OLG Karlsruhe, Urteil vom 14.06.2013, Az. 4 U 254/12
§ 8 Abs. 1 S. 1, Abs. 3 Nr. 1 UWG, § 3 Abs.1 UWG, § 4 Nr. 11 UWG, § 11 Abs. 1 S. 1 ApoG

Das OLG Karlsruhe hat entschieden, dass die Kooperation zwischen einem Apotheker und einer Gesellschaft, die in einer Klinik die Weiterbehandlung und Pflege von Patienten betreibt, unzulässig ist. Außer in Notfällen verstößt die vereinbarte Zusammenarbeit, auf Grund derer der Apotheker Rezepte, die für Patienten der Klinik ausgestellt und ihm von der Gesellschaft zugefaxt werden, entgegennimmt oder entgegennehmen lässt und anschließend die Arzneimittel gegen Aushändigung der Originalrezepte den Patienten überbringen lässt, gegen § 11 ApoG. Die Vorinstanz (hier) hatte dies noch anders beurteilt.

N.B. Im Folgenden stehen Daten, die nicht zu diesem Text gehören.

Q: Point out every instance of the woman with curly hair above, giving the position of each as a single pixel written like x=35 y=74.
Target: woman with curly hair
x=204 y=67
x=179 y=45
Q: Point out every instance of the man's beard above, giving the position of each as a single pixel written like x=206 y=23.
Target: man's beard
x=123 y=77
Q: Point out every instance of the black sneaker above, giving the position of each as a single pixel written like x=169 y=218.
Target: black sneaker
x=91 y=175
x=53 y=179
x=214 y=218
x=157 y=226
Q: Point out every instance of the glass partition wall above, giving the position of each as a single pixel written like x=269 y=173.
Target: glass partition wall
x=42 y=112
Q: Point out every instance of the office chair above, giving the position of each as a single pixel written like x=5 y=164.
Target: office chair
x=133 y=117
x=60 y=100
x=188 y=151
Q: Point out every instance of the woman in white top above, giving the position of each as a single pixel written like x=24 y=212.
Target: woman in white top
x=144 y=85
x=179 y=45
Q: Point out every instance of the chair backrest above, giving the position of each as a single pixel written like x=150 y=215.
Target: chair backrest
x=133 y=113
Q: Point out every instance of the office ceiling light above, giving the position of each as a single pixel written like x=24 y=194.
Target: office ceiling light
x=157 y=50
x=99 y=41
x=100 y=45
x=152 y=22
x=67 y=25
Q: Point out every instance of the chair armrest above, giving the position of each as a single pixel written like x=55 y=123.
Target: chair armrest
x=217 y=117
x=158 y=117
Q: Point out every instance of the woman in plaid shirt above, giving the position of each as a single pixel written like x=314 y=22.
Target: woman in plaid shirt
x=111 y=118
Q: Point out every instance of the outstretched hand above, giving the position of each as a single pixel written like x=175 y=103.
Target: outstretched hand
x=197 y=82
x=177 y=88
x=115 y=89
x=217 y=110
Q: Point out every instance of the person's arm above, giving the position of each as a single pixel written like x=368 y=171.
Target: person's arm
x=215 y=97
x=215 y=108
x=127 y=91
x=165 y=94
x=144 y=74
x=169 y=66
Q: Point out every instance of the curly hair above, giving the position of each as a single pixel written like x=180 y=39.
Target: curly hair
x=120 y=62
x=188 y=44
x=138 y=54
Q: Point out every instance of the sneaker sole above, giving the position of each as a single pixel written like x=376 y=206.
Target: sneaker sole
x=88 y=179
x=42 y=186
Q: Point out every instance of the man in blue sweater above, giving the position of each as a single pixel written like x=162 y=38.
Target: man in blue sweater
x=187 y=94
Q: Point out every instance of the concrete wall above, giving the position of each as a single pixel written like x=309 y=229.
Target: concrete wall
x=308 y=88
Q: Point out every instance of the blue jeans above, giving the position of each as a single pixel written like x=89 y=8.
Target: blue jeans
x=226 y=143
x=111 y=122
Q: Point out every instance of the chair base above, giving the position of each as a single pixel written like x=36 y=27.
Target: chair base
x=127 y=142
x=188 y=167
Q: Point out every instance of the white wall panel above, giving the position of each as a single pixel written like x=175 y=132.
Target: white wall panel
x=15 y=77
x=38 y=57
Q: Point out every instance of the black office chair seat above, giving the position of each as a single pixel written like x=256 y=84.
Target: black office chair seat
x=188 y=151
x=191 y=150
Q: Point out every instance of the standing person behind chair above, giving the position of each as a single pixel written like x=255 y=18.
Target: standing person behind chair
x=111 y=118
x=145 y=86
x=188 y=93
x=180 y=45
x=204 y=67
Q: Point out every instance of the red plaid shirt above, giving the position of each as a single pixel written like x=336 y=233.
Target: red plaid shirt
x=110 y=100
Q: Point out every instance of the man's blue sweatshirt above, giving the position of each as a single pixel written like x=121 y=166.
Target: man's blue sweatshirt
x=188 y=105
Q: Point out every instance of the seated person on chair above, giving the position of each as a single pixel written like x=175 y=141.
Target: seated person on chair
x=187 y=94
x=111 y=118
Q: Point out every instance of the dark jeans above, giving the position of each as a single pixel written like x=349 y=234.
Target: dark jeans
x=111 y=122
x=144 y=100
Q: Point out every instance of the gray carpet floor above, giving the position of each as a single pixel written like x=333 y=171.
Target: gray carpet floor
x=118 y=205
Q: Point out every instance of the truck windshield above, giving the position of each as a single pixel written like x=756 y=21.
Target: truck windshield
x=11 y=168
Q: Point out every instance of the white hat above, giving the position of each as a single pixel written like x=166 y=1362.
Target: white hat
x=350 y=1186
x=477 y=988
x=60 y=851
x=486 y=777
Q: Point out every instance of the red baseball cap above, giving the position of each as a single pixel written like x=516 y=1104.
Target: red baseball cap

Zum Volltext der Entscheidung:

Oberlandesgericht Karlsruhe

Urteil

1.
Auf die Berufung der Klägerin wird das Urteil des Landgerichts Freiburg vom 31.12.2012 – Az.: 1 O 139/12 – im Kostenpunkt aufgehoben und im Übrigen wie folgt abgeändert:

a)
Dem Beklagten wird untersagt, im geschäftlichen Verkehr zu Zwecken des Wettbewerbs – abgesehen von Notfällen – ärztliche Rezepte aus dem …Klinikum entgegenzunehmen und/oder entgegennehmen zu lassen, indem die Rezepte, die für Patienten des …Klinikums ausgestellt sind, zunächst durch die P. GmbH an die Apotheke des Beklagten gefaxt werden, anschließend die verschriebenen Arzneimittel in der Apotheke des Beklagten entsprechend den gefaxten Rezepten in Medikamenten-Tüten gepackt werden und schließlich die Original-Rezepte bei Auslieferung der Medikamenten-Tüten durch Boten der Apotheke des Beklagten in den Krankenzimmern des …Klinikums abgeholt werden.

b)
Dem Beklagten wird für jeden Fall der Zuwiderhandlung gegen lit a.) ein Ordnungsgeld von bis zu 250.000 EUR ersatzweise Ordnungshaft, oder Ordnungshaft bis zu sechs Monaten, im Wiederholungsfall bis zu zwei Jahren angedroht.

c)
Es wird festgestellt, dass der Beklagte der Klägerin alle Schäden zu ersetzen hat, die ihr durch Handlungen des Beklagten, wie sie in lit. a) geschildert sind, seit dem 28.10.2011 entstanden sind und/oder noch entstehen werden.

d)
Der Beklagte wird verurteilt, über Handlungen, wie sie in lit. a) geschildert sind, seit dem 28.10.2011 Auskunft zu erteilen durch Vorlage eines chronologischen Verzeichnisses, aus dem sich Datum, Art und Abgabepreis der entsprechend verschriebenen Arzneimittel, Medizinprodukte oder sonstigen Hilfsmittel ergeben.

e)
Im Übrigen wird die Klage abgewiesen.

2.
Die weitergehende Berufung wird zurückgewiesen.

3.
Von den Kosten des Rechtstreits in erster Instanz haben die Klägerin 1/10 und der Beklagte 9/10 zu tragen. Der Beklagte hat die Kosten des Berufungsverfahrens zu tragen.

4.
Das Urteil ist ohne Sicherheitsleistung vorläufig vollstreckbar. Der Beklagte kann die Vollstreckung der Klägerin durch Sicherheitsleistung in Höhe von 50.000 EUR abwenden, wenn nicht die Klägerin vor Vollstreckung Sicherheit in gleicher Höhe leistet.

5.
Die Revision wird zugelassen.

6.
Der Streitwert für das Berufungsverfahren wird auf 45.000 EUR festgesetzt.


Gründe

I.
Die Klägerin will dem Beklagten unter Heranziehung von § 11 Abs. 1 S. 1 ApoG bzw. § 12 BO für Apotheker BW untersagen, im geschäftlichen Verkehr zu Zwecken des Wettbewerbs – abgesehen von Notfällen – für Patienten des …Klinikums ausgestellte ärztliche Rezepte entgegenzunehmen, wenn diese ihm von einer P. GmbH bzw. Beauftragten des …Klinikums zugefaxt worden sind.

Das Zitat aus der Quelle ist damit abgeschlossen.